John Dryden wrote:. . .
Campbell Ritchie wrote:That looks very like what one does with SQLExceptions already.
Tim Holloway wrote:The old Exception versus return code debate. It's an old one. Both sides have their pros and cons, and only an ideologue would say that there's only one solution.
Sooner or later, it's almost inevitable that you're going to wish you'd at least logged the information you discarded.
So my general rule is return codes for high performance, Exceptions where I need more internal context, and hybrid for cases where the norm is low overhead but where there can be (ahem) exceptions.
I do usually have a fault code in there as well, but I find the instanceof test to be simpler and it requires you to assume less about the internals of the Exception.
"Network not available" means no networking at all is possible.
Host Unavailable is something you could get if the host you're talking to is online, but not responding to you.
If a host is down, then it's both unavailable and there's no route to it, so take your pick.
Tim Holloway wrote:First, the "git 'r Dun" approach makes me (and many of my friends) grind their teeth.
Failing to think things through is what gets a lot of people put on call nights and weekends.
Throw away diagnostic information especially when the code is still in development and you'll see me get extremely hostile.
I have enough grief with mis-placed commas and improper capitalization without deliberate actions.
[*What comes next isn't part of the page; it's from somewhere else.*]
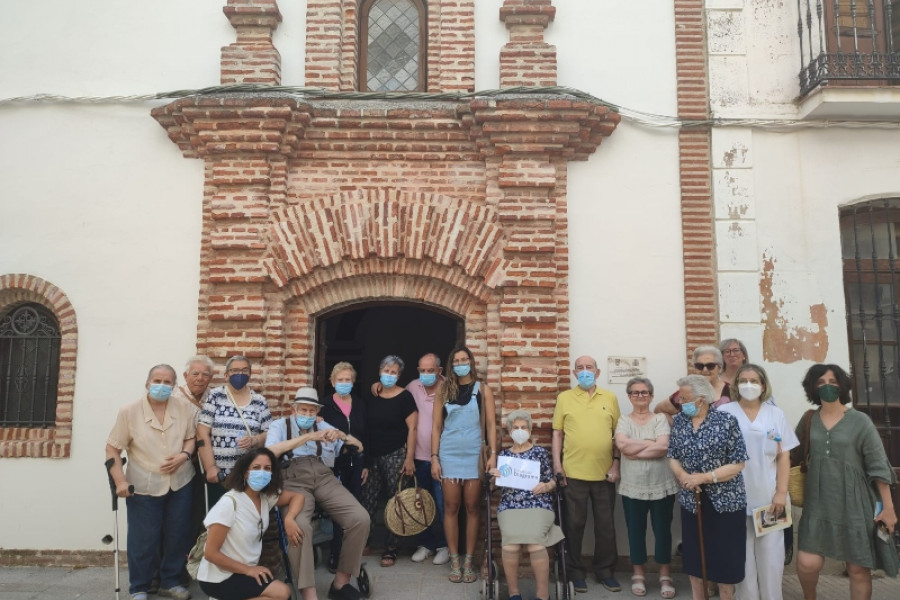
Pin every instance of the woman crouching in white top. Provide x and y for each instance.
(229, 569)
This is because one thing I've learned is that for most projects I'll end up spending more days tracking down trivial errors than I will on the technically-demanding parts of the system.
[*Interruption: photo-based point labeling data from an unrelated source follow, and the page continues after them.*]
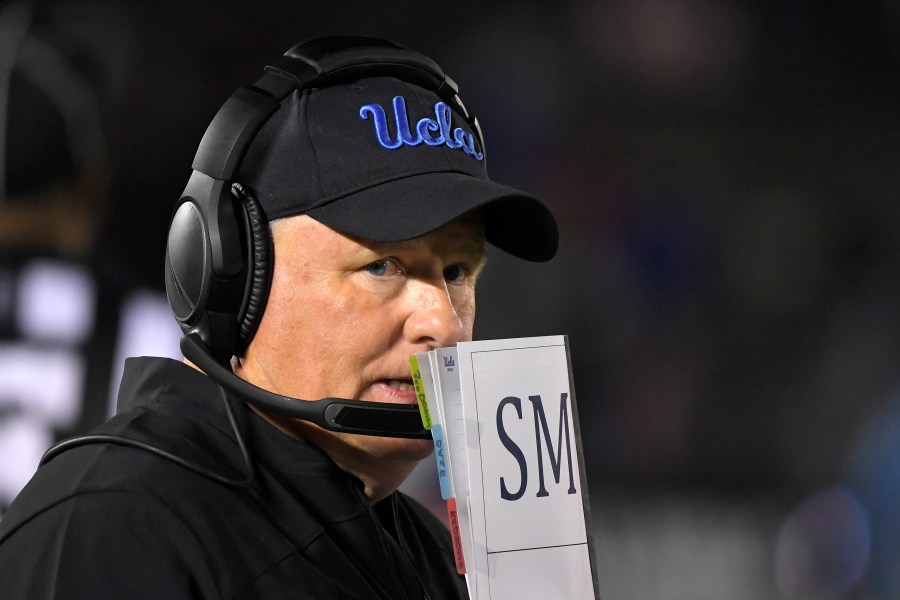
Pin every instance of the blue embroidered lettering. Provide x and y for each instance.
(378, 116)
(433, 132)
(403, 123)
(442, 114)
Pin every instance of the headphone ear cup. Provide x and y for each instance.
(260, 266)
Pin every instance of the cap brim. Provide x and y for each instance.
(411, 207)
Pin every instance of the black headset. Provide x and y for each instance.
(219, 251)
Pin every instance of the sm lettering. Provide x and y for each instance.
(541, 433)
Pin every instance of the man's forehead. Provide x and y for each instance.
(458, 237)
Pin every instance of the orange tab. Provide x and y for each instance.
(457, 540)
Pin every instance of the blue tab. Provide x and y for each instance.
(443, 463)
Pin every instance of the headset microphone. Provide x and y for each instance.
(333, 414)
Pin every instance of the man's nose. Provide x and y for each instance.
(434, 319)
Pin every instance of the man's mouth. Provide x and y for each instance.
(399, 390)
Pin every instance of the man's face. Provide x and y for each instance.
(344, 315)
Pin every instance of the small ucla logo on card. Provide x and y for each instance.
(433, 132)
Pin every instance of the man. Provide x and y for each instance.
(214, 488)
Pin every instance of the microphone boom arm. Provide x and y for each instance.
(334, 414)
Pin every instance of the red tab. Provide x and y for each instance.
(457, 540)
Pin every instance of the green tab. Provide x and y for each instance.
(420, 391)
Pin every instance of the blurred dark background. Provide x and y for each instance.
(725, 175)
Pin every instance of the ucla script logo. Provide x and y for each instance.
(433, 132)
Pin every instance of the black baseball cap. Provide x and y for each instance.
(386, 160)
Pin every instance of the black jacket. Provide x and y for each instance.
(105, 520)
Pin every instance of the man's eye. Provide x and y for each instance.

Second, I can very definitely get a "no route to host" on my network when a host is unavailable and all too frequently do.
But a lot of network errors get reported in different ways depending on topology, drivers, and operating systems.
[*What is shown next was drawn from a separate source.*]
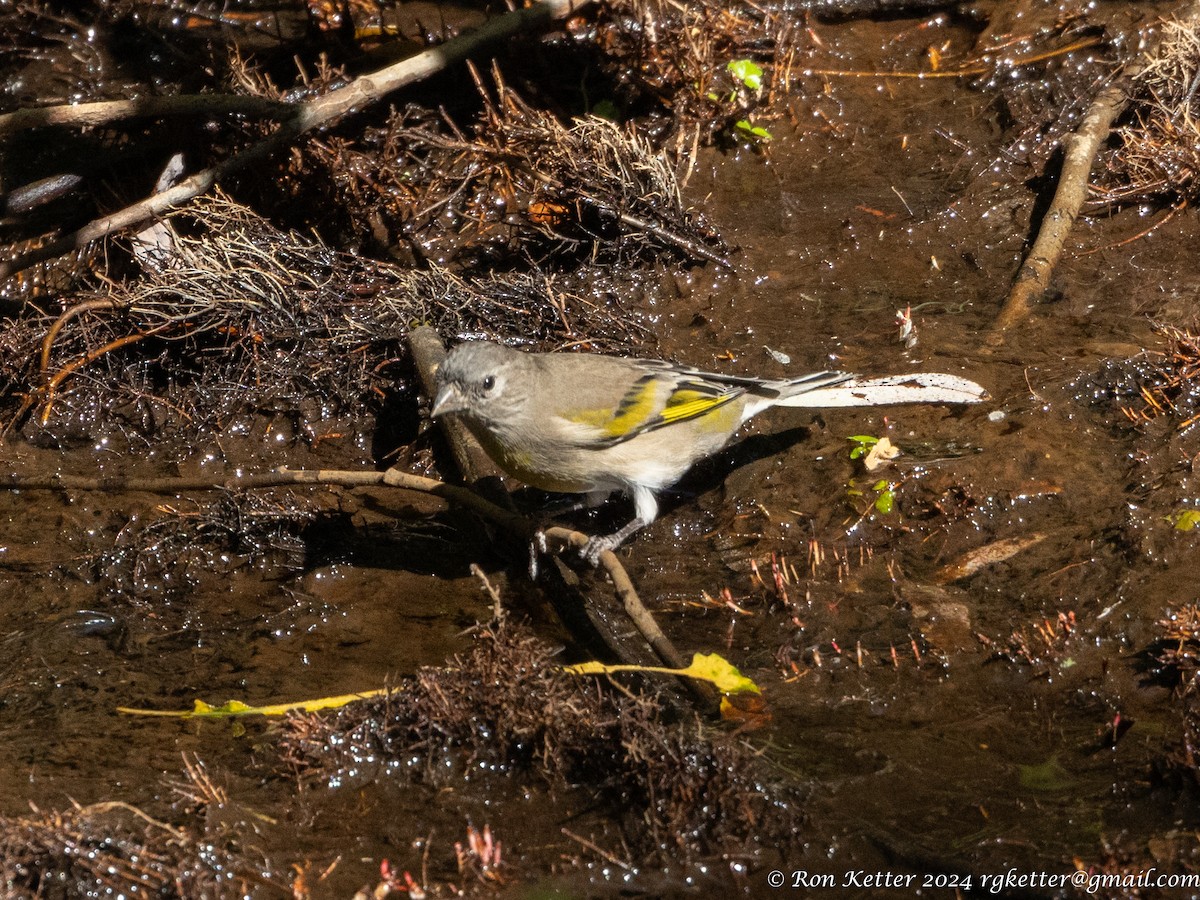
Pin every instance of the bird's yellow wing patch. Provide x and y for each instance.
(643, 409)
On the subject of setting multiple catch clauses for related but different exceptions, I plead personal experience. It's just generally easier. Case in point: Many things can throw an SQLException, but some of them should be intercepted immediately, and others are typically tossed uphill. You might get an end-of-data exception that would terminate a transfer loop method, for example, and the transfer would clean up and return normally, perhaps to be called again for a new transfer. Or even multiple transfers in a transfer loop that each end with end-of-data exception. But an exception due to a broken link basically ruins the whole setup, so you might as well kill it from the top down instead of futilely wasting time in intermediate code that cannot work. Value tests are fine when everything's on the same level, but not so good when there are multiple levels involved.
But as I said in the beginning, there's no one-size-fits-all solution. It's partly going to be the context you're working in and partly personal preference. There's rarely one "right" answer here. Leave that for politics and religion.
Tim Holloway wrote:Second, I can very definitely get a "no route to host" on my network when a host is unavailable and all too frequently do. It has multiple segments.